Além das questões econômicas, que ainda envolvem o aumento do terrível monstro da inflação e o fechamento de pequenas e grandes empresas em todo o país, há um terrível clima de violência que paira sobre nós. É constante a sensação de que estamos perdendo direitos, de que regredimos na luta pela equidade ou de que é cada vez mais arriscado ser mulher, preto, indígena ou LGBTQIA+ no Brasil. A normalização da morte e do discurso de violência nos golpeia na cara diariamente através dos jornais, da internet, do que ouvimos de conversas com amigos e parentes. Ser brasileiro parece cada vez mais arriscado todos os dias. 
 
Some-se a isso a impressão de que nunca estivemos tão mal representados politicamente e que nossos políticos são eleitos apenas para defenderem suas próprias famílias e patrimônio. Some-se a sensação de que aqueles que elegemos têm pouca diferença daqueles a quem tememos e que nada mais separa um político eleito de um líder de facção criminosa.
 
Essa é uma receita precisa do que tem trincado nossa felicidade e orgulho de ser brasileiro, afinal como é possível amar a pátria que não permite a seu povo uma vida decente? Mais que isso: que não permite que seu povo sonhe, que almeje alguma perspectiva de futuro digno e um presente em que coisas básicas como ter o que comer e onde morar não façam parte da vida? Como amar o país que maltrata, despreza e põe seu povo sob risco iminente e constante de violência?

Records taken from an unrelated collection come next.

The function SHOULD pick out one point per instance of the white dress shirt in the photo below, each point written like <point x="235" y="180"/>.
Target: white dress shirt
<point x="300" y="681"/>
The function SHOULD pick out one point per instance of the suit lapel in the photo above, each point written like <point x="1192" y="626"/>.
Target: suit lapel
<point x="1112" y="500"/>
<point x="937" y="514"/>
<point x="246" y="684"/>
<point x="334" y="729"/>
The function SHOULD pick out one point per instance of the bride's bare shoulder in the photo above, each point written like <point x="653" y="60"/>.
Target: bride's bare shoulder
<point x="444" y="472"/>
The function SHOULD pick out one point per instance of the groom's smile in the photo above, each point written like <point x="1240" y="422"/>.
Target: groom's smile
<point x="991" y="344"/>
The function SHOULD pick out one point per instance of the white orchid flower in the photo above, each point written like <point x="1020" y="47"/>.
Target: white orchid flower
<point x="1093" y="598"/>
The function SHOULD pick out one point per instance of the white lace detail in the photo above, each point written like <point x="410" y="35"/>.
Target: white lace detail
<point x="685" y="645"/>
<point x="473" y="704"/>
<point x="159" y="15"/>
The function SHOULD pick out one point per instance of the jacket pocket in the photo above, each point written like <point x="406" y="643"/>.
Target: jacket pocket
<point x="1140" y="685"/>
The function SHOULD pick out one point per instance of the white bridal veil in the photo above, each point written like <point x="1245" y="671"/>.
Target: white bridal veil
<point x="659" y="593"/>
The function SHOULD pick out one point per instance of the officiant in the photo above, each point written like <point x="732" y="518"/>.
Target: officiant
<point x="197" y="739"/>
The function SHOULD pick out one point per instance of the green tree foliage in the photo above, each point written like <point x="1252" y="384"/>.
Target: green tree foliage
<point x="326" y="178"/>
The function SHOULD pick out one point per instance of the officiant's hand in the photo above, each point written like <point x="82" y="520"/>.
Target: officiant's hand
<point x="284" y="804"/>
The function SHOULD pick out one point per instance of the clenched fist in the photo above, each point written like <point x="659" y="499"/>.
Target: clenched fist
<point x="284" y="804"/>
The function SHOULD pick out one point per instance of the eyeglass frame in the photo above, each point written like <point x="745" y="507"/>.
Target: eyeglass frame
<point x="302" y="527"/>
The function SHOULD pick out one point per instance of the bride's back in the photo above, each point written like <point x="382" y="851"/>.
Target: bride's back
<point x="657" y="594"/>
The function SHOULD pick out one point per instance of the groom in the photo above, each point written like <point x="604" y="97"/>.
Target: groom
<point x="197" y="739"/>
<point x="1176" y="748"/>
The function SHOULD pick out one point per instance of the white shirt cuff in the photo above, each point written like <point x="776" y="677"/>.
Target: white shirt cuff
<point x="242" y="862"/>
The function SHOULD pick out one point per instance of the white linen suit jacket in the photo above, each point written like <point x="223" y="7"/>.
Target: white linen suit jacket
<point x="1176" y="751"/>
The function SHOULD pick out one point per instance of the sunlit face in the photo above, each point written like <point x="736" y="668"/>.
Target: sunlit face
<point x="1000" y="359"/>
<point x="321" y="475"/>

Tem sido profundamente triste ser brasileiro ultimamente.
 
Tenham a certeza de que há muitos outros elementos que nem entraram neste texto por falta de espaço e porque hoje é domingo e esta deveria ser uma crônica leve, como tudo o que se deseja em uma manhã de domingo. Mas o Brasil não deixa.
 

*ESTE CONTEÚDO É INDEPENDENTE E A RESPONSABILIDADE É DO SEU AUTOR (A).